NEW YORK, July 31 (Reuters) - The New York Civil Liberties Union has asked local police departments for information on data
captured by automatic license plate readers, part of a
nationwide effort launched this week.
Affiliates of the American Civil Liberties Union in 38
states and Washington filed freedom of information requests with
local and state authorities for details on whether law
enforcement is preserving data on drivers' movements and
locations for longer than necessary.
The requests for information represent the group's latest
attempt to protect individual privacy against the growing
influence of tracking technology on law enforcement efforts.
Last year, the ACLU compiled data on how police departments were
using location data from mobile phones.
"The American people have a right to know whether our police
departments are using these tools in a limited and responsible
manner, or whether they are keeping records of our movements for
months or years for no good reason," ACLU staff attorney
Catherine Crump said in a statement.
Automatic license plate readers are cameras mounted either
on patrol vehicles or alongside roads that take photographs of
every license plate that goes by. According to the ACLU, each
photo is typically stamped with the date, time and location and
sent to a database. Officers are notified if a plate scores a
"hit," matching a license plate that police are searching for.

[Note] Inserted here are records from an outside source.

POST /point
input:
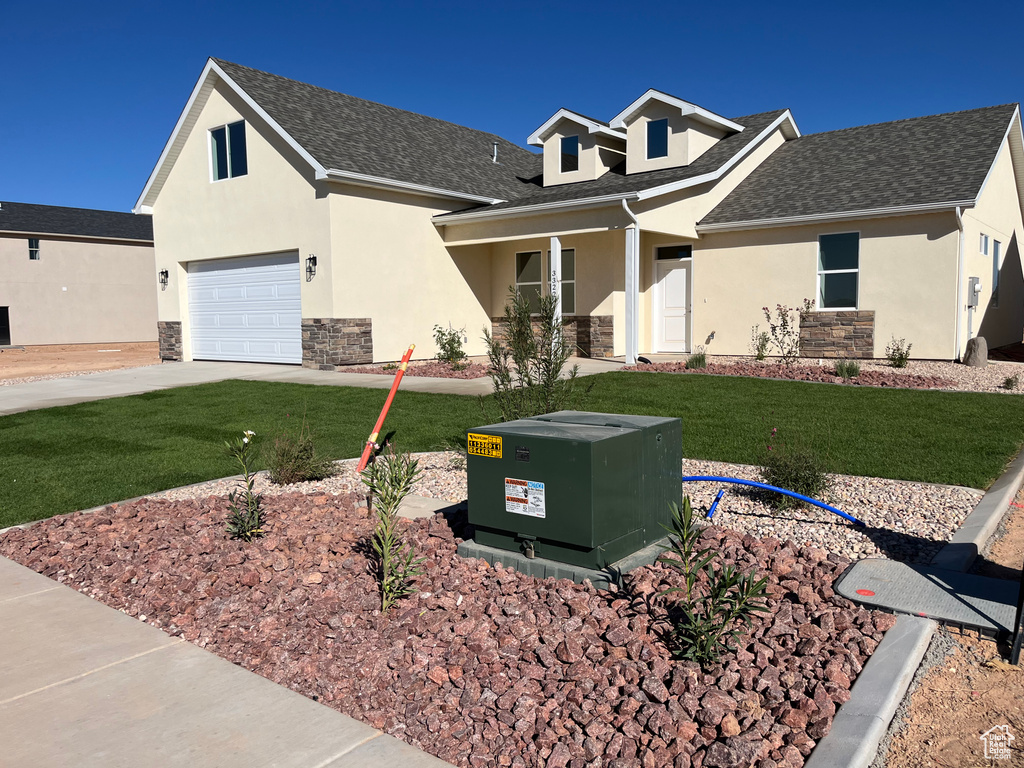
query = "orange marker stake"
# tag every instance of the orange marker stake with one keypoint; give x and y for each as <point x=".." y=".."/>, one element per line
<point x="372" y="441"/>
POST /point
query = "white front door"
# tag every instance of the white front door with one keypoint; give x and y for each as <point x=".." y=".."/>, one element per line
<point x="672" y="305"/>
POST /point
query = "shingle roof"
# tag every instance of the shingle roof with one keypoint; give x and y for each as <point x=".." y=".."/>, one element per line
<point x="937" y="159"/>
<point x="346" y="133"/>
<point x="86" y="222"/>
<point x="615" y="181"/>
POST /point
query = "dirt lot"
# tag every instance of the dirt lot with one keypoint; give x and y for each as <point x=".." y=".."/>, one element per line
<point x="968" y="687"/>
<point x="65" y="359"/>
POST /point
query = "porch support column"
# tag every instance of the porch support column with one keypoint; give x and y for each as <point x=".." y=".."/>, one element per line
<point x="632" y="294"/>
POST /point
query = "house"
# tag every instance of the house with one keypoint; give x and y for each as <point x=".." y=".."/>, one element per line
<point x="303" y="225"/>
<point x="75" y="275"/>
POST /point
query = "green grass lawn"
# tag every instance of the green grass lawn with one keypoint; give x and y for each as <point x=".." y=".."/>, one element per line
<point x="62" y="459"/>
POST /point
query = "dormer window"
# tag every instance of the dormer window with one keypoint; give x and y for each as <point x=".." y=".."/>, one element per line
<point x="227" y="151"/>
<point x="569" y="154"/>
<point x="657" y="138"/>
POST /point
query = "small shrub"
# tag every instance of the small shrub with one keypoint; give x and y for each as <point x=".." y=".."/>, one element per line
<point x="795" y="467"/>
<point x="898" y="352"/>
<point x="450" y="344"/>
<point x="525" y="370"/>
<point x="847" y="369"/>
<point x="715" y="604"/>
<point x="389" y="478"/>
<point x="294" y="459"/>
<point x="245" y="519"/>
<point x="760" y="340"/>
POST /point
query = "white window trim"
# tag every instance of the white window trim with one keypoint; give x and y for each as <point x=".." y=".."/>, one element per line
<point x="668" y="135"/>
<point x="820" y="271"/>
<point x="561" y="155"/>
<point x="227" y="141"/>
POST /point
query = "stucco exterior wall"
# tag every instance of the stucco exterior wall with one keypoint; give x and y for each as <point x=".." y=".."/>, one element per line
<point x="997" y="215"/>
<point x="276" y="207"/>
<point x="907" y="276"/>
<point x="79" y="292"/>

The photographs can be helpful in solving certain crimes,
such as motor vehicle theft. But the ACLU is concerned that the
data may be kept for too long and pooled in state or national
databases, allowing law enforcement to keep tabs on individuals'
whereabouts without a warrant.
"It's a balancing of interests, which sounds to me as if it
will eventually be decided by our court system," said Bruce
Lawlor, the director of the Center for Technology, Security and
Policy at Virginia Tech.
In New York, the NYCLU is seeking records from law
enforcement agencies in the Lower Hudson Valley, Suffolk County,
Nassau County and Western New York, as well as the state's
division of criminal justice statistics.
According to the ACLU, only New Hampshire and Maine have
statutes that regulate the use of automatic license plate
The intersection of privacy, law enforcement and tracking
technology has drawn increasing attention from civil liberties
groups in recent years.
In July, Edward Markey, a Massachusetts Congressman,
released data showing that U.S. law enforcement agencies made
1.3 million requests for customers' phone records from mobile
phone carriers last year.
And in January, the Supreme Court ruled that police cannot
place a global positioning satellite device on a car to track a
suspect's movements without a warrant, in a case (U.S. v.
Jones)that had raised concerns among privacy advocates.
The ACLU also filed freedom of information requests this
week with the Justice, Transportation and Homeland Security
departments seeking details on how those departments fund
automatic license plate readers and use the collected data.